Johnson was clearly less optimistic.

“While I have tremendous respect for O’Neill, he has been supporting a policy direction under Bush that is very troubling,” he said. “I am hoping that in his new role he can articulate the scientific values and the care values that his work represented when he headed up [the Health Resources and Services Administration AID bureau under Clinton].

Johnson specifically pointed to a series of “management reviews” carried out by Janet Rehnquist, the HHS inspector general, that have targeted explicit sexual content in HIV prevention programs at agencies including the San Francisco’s Stop AIDS Project and the Helping Us program in Washington that targets African American gay and bisexual men.

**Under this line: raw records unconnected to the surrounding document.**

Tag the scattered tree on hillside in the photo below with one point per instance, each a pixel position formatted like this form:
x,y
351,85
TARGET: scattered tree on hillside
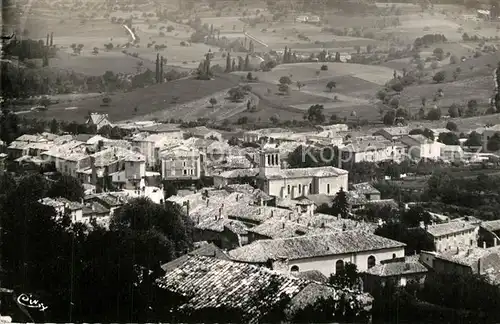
x,y
439,76
451,126
315,114
285,80
434,114
472,108
213,102
330,85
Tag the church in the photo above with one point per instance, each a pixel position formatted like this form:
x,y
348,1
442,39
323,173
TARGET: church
x,y
293,183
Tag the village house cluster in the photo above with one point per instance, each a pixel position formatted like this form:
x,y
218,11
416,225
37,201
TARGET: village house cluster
x,y
255,217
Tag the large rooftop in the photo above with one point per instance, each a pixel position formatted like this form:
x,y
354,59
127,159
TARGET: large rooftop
x,y
312,246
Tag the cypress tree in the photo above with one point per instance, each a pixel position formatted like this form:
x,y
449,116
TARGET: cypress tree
x,y
247,63
228,63
157,68
161,70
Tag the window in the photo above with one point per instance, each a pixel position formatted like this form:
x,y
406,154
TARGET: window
x,y
371,261
339,266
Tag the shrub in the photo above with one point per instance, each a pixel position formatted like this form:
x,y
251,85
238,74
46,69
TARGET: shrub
x,y
439,77
451,126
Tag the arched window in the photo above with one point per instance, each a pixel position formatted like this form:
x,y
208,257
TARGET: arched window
x,y
339,266
371,261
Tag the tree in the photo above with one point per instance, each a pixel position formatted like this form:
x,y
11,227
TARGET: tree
x,y
346,277
389,117
54,126
493,144
439,53
439,76
283,88
67,187
315,114
236,94
474,139
472,108
285,80
451,126
340,205
434,114
448,138
170,189
454,111
330,85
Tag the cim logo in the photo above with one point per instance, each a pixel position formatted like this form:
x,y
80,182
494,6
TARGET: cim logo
x,y
31,302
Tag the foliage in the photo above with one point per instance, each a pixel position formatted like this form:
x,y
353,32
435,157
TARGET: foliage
x,y
347,277
434,114
315,114
493,144
340,205
448,138
439,76
474,139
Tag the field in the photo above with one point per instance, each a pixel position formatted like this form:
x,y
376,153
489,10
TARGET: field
x,y
159,99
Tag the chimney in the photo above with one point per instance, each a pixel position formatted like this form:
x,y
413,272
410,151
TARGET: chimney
x,y
94,171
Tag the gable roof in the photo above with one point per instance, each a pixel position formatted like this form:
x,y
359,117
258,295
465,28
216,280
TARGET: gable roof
x,y
312,246
396,269
449,228
206,250
213,283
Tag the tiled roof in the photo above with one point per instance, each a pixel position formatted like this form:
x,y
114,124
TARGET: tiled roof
x,y
313,275
312,246
239,173
328,171
396,131
491,226
213,283
218,225
449,228
206,250
397,268
277,228
365,188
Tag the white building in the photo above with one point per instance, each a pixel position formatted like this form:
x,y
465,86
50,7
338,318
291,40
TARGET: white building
x,y
292,183
327,253
181,163
420,147
452,236
487,134
63,206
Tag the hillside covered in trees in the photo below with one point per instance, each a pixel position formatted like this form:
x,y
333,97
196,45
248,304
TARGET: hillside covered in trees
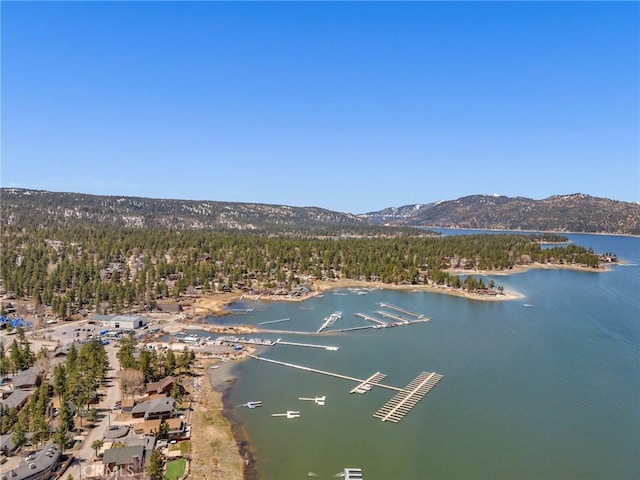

In a telephone interview from the International AIDS Conference in Barcelona several weeks ago, Johnson told Gay City News, “There is an attempt to muzzle the kind of content that is very, very important to prevention efforts, specifically the sexually explicit content that targets men who have sex with men.”

GMHC has a broader set of concerns with Bush AIDS policy related to the flatlining of 2003 budget expenditures for prevention, treatment, and minority initiatives that led agency officials to join a protest against Thompson’s conference appearance in Barcelona.

At a GMHC debriefing forum held this week, Johnson talked about the fight against those in the Bush administration hostile to sexually-explicit HIV prevention efforts commonplace among AIDS advocates.

“It’s not going to be easy,” he told the gathering. “These people are not pushovers. These are evil people.”

While HRC has not employed the same grim rhetoric voiced by GMHC, it is clearly unhappy with one personnel change that did not happen this past week. At the time Evertz’s removal was announced, it was widely rumored that Patricia Funderburk Ware was also being jettisoned as executive director of the Presidential Advisory Council on HIV/AIDS. Ware, a longtime conservative, is a leading proponent in the administration of abstinence-only prevention efforts. Her appointment late last year, coupled with the selection of former Oklahoma Republican Congressmember Tom Coburn, another abstinence advocate, as the council’s co-chair, drew fire from leading AIDS groups nationwide.

Had Ware’s removal happened, the Bush administration shuffle might have taken on the innocuous air of a house-cleaning, with one gay advocate of condoms being traded for an abstinence-only conservative. But almost as soon as the rumors about Ware began, a second wave of stories circulated that she would be staying.

Asked about reports that Ware would remain in her job, Stachelberg said, “That’s terribly disturbing news. Ware’s posture and emphasis on a pro-abstinence stance is quite problematic. And it puts people here in the US and around the world at risk of death.”

Johnson expressed bafflement at the changing signals on Ware.

“I don’t know what they are doing down there and I’m not sure they know,” he said.

According to the Cybercast News Service, a right wing web outlet, Ware was saved by an outpouring of support from conservatives within the administration and outside it. A congressional source told Gay City News that Ware, an African American, also received support from some leaders within that community. That same source said the administration is now denying that there ever was a plan to dump Ware.